Observer (publish/subscribe to events)

When to use

• You want parts of the system to react to events (pipeline finished → notify Slack, trigger next step).
• Producers shouldn’t know who listens; loose coupling.
• You may have many listeners per event, added/removed at runtime.

Avoid when a simple direct call is fine or you don’t need multiple listeners.

Diagram (text)

Producer (pipeline) ── publishes ──> EventBus ── notifies ──> Listeners
       "started/finished/failed"                      (0..N)

Step-by-step idea

1. Make a tiny EventBus with subscribe(topic, fn) and publish(topic, **data).
2. Producers publish events; listeners subscribe to topics.
3. Publisher doesn’t know (or care) who’s listening.

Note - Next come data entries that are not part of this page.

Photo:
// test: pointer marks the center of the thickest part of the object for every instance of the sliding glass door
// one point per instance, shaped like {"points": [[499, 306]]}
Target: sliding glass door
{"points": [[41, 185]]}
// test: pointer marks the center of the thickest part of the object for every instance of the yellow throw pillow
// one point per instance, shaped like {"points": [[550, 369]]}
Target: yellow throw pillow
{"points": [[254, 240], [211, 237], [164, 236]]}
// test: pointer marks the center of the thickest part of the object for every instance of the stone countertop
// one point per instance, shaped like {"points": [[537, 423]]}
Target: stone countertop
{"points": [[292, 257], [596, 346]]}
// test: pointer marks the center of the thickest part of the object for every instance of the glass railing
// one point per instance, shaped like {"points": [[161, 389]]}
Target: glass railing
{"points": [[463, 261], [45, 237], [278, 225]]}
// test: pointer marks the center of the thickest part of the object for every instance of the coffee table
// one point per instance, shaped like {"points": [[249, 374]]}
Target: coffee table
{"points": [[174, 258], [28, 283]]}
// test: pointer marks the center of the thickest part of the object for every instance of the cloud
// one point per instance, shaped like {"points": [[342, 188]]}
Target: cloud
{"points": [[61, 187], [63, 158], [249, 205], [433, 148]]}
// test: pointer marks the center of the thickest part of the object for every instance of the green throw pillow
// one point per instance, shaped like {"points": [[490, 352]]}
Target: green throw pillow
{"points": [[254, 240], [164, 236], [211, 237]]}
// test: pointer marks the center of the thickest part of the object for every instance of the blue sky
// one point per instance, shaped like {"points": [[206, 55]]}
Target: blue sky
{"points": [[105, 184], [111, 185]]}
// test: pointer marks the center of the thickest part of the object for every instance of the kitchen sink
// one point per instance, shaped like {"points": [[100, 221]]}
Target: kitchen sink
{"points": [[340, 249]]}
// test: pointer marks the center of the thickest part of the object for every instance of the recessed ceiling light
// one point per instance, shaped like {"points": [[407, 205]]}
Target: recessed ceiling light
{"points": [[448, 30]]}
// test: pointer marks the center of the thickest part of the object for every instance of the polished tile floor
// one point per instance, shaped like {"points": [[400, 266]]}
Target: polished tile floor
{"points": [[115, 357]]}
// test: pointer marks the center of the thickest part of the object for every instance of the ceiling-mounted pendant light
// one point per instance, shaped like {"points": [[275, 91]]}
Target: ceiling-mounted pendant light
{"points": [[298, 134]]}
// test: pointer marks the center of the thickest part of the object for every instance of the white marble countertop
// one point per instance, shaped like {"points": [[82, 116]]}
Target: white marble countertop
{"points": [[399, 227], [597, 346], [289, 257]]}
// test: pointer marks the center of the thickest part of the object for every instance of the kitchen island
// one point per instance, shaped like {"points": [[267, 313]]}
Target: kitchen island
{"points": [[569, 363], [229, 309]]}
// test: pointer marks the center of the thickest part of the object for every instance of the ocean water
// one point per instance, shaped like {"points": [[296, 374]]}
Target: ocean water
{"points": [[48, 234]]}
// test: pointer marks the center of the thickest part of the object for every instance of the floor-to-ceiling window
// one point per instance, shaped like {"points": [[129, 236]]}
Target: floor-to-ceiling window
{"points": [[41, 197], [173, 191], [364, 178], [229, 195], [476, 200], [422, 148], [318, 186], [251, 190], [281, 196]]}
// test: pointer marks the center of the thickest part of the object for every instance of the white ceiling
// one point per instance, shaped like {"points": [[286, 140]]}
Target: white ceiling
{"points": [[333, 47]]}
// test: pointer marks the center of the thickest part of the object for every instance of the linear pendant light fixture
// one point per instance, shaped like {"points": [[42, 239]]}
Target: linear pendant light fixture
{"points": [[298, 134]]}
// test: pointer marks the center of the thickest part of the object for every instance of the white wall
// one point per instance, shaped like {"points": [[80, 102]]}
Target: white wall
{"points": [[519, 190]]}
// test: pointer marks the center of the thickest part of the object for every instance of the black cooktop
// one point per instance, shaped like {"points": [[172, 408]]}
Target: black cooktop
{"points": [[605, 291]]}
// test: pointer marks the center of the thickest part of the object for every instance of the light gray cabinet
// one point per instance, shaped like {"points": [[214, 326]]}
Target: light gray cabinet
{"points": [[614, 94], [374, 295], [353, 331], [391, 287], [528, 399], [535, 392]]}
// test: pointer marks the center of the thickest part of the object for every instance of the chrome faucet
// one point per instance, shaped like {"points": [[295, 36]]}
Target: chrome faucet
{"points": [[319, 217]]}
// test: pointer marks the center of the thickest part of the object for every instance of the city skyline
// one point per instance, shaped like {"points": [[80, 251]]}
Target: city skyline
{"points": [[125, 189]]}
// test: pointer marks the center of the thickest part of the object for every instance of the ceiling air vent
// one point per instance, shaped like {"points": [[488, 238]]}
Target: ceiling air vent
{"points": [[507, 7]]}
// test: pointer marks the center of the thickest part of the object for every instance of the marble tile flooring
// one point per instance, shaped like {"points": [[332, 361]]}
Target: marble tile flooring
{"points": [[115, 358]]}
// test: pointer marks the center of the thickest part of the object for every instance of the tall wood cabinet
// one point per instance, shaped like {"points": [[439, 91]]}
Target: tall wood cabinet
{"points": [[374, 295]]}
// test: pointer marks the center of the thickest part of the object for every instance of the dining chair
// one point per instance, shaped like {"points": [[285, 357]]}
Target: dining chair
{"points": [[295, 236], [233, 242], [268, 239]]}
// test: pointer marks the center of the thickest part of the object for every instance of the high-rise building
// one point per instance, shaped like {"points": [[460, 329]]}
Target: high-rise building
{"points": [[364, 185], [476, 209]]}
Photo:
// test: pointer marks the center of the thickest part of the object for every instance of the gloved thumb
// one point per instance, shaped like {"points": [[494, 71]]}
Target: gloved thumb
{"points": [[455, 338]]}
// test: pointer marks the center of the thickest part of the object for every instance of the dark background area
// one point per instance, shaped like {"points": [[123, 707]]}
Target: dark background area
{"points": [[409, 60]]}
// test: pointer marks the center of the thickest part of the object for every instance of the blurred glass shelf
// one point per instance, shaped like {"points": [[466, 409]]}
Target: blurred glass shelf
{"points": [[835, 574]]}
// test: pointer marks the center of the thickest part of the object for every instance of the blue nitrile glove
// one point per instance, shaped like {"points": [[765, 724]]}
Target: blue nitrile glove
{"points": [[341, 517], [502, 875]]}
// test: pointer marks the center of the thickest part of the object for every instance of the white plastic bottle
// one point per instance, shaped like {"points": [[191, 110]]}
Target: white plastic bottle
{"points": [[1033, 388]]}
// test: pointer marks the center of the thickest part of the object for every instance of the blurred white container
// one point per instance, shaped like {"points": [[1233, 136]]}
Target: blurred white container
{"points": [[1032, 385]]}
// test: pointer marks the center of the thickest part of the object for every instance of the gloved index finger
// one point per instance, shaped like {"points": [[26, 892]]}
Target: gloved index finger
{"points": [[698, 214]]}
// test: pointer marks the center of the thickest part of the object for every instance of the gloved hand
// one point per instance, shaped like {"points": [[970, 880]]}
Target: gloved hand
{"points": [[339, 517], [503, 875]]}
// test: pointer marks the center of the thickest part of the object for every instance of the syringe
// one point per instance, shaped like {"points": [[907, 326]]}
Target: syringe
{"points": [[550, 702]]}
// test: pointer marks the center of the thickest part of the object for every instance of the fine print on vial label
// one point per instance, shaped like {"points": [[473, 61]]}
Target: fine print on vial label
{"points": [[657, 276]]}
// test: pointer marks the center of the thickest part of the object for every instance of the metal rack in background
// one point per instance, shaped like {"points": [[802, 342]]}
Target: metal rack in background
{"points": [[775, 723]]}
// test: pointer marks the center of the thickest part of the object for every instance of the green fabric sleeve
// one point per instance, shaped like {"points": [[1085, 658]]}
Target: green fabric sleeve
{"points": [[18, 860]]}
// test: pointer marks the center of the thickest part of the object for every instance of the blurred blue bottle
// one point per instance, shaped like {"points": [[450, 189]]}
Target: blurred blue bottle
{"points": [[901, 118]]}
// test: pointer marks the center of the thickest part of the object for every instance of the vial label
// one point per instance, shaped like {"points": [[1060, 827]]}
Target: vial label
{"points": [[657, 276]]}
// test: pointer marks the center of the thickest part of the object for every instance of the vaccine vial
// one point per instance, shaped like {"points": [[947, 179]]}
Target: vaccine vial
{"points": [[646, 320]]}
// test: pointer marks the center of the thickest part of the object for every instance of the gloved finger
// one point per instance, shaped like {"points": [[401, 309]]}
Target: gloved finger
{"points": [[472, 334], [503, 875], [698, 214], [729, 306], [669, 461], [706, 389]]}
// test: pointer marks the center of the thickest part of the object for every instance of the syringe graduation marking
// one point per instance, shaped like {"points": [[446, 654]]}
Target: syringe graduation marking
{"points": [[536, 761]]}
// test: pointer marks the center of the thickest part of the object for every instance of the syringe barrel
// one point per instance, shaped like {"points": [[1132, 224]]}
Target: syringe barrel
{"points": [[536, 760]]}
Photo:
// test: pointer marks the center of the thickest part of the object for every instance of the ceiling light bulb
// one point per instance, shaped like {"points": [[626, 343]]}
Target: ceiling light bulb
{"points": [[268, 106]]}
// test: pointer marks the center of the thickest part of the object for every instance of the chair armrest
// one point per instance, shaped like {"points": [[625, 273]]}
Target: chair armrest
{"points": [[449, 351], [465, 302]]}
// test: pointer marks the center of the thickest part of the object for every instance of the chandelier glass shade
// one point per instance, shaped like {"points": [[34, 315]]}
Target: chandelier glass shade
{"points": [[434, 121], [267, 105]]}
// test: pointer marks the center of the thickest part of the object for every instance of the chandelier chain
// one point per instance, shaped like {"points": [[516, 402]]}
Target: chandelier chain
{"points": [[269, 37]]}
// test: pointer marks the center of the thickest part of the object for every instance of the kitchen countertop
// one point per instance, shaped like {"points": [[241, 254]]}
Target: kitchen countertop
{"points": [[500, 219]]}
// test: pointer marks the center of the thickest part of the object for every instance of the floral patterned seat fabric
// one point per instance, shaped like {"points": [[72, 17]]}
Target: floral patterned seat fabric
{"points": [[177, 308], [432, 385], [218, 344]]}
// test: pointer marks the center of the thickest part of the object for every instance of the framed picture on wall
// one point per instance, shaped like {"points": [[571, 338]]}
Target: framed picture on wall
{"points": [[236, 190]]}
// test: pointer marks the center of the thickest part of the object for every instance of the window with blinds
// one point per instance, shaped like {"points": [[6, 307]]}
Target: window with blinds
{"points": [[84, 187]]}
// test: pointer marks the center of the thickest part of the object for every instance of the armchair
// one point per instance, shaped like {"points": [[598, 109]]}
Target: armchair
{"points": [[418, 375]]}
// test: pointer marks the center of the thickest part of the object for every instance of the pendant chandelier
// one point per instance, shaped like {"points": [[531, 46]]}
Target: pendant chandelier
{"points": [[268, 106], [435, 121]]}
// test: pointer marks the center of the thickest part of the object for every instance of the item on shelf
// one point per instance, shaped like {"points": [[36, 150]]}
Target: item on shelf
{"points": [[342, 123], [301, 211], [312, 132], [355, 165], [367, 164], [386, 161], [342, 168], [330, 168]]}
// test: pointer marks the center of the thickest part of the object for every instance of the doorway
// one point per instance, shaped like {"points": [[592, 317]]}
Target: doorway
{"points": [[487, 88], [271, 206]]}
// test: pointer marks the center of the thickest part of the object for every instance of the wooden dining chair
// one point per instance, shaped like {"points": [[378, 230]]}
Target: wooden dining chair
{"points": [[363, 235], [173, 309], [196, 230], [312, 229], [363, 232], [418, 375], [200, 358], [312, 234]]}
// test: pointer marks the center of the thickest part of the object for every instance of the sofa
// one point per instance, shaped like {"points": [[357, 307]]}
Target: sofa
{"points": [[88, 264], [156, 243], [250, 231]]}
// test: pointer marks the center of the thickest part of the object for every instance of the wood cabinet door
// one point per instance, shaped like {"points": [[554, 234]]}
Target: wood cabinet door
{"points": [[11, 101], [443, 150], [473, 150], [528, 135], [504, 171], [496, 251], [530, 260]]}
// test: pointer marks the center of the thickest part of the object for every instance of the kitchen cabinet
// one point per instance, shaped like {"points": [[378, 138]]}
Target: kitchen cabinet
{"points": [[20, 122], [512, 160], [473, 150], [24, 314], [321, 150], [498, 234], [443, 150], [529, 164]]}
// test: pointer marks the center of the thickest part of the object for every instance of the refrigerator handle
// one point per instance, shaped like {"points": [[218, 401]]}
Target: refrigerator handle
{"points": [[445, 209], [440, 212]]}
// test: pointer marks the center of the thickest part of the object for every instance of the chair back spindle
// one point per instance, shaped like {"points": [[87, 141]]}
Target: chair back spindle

Python example (≤40 lines, type-hinted)

from __future__ import annotations
from dataclasses import dataclass, field
from typing import Callable, Any

Listener = Callable[[dict[str, Any]], None]

@dataclass
class EventBus:
    _subs: dict[str, list[Listener]] = field(default_factory=dict)
    def subscribe(self, topic: str, fn: Listener) -> None:
        self._subs.setdefault(topic, []).append(fn)
    def publish(self, topic: str, **data: Any) -> None:
        evt = {"topic": topic, **data}
        for fn in self._subs.get(topic, []):
            fn(evt)

def run_pipeline(bus: EventBus, name: str, rows: int) -> int:
    bus.publish("pipeline.started", name=name)
    # ... do work ...
    if rows <= 0:
        bus.publish("pipeline.failed", name=name, reason="no rows")
        raise ValueError("no rows")
    bus.publish("pipeline.finished", name=name, rows=rows)
    return rows

Tiny pytest (cements it)

def test_observer_pubsub_flow():
    bus = EventBus()
    seen = {"started": 0, "finished": 0, "msgs": []}
    def on_start(e): seen["started"] += 1
    def on_finish(e): seen["finished"] += 1
    def notify(e): seen["msgs"].append(f"{e['name']}:{e['rows']}")
    bus.subscribe("pipeline.started", on_start)
    bus.subscribe("pipeline.finished", on_finish)
    bus.subscribe("pipeline.finished", notify)
    assert run_pipeline(bus, "daily", 3) == 3
    assert seen == {"started": 1, "finished": 1, "msgs": ["daily:3"]}

def test_failed_emits_event():
    bus = EventBus(); captured = []
    bus.subscribe("pipeline.failed", lambda e: captured.append(e["reason"]))
    import pytest
    with pytest.raises(ValueError): run_pipeline(bus, "empty", 0)
    assert captured == ["no rows"]

Trade-offs & pitfalls

• Pros: Loose coupling; many listeners; runtime extensibility; great for side-effects (alerts, logging).
• Cons: Harder to trace flow; ordering of listeners is implicit; exceptions in listeners can break publish.
• Pitfalls:
  • Letting a bad listener crash the bus—consider a safe publish that catches and logs.
  • Blocking work in listeners—consider async or background workers for slow handlers.
  • Global, hidden buses—prefer injecting a bus so tests can control it.

Pythonic alternatives

• Callbacks list on the object if there’s only one event.
• Signals libs (e.g., blinker) for robust dispatch.
• Asyncio: async def listeners + await publish for concurrency.
• Message queues (Kafka/SNS/SQS) when you need cross-process delivery and durability.

Mini exercise

Add:

• unsubscribe(topic, fn) to remove a listener, and
• publish_safe(topic, **data) that calls listeners inside try/except and returns a list of exceptions (if any).
  Write a test proving a faulty listener doesn’t stop others and that unsubscribe works.

Checks (quick checklist)

• Producers only publish; they don’t know listeners.
• Listeners are small, fast, and independent.
• Ordering and error policy are explicit (documented/tested).
• Tests cover success, failure, and multiple listeners.
• Consider async/queueing if handlers might block.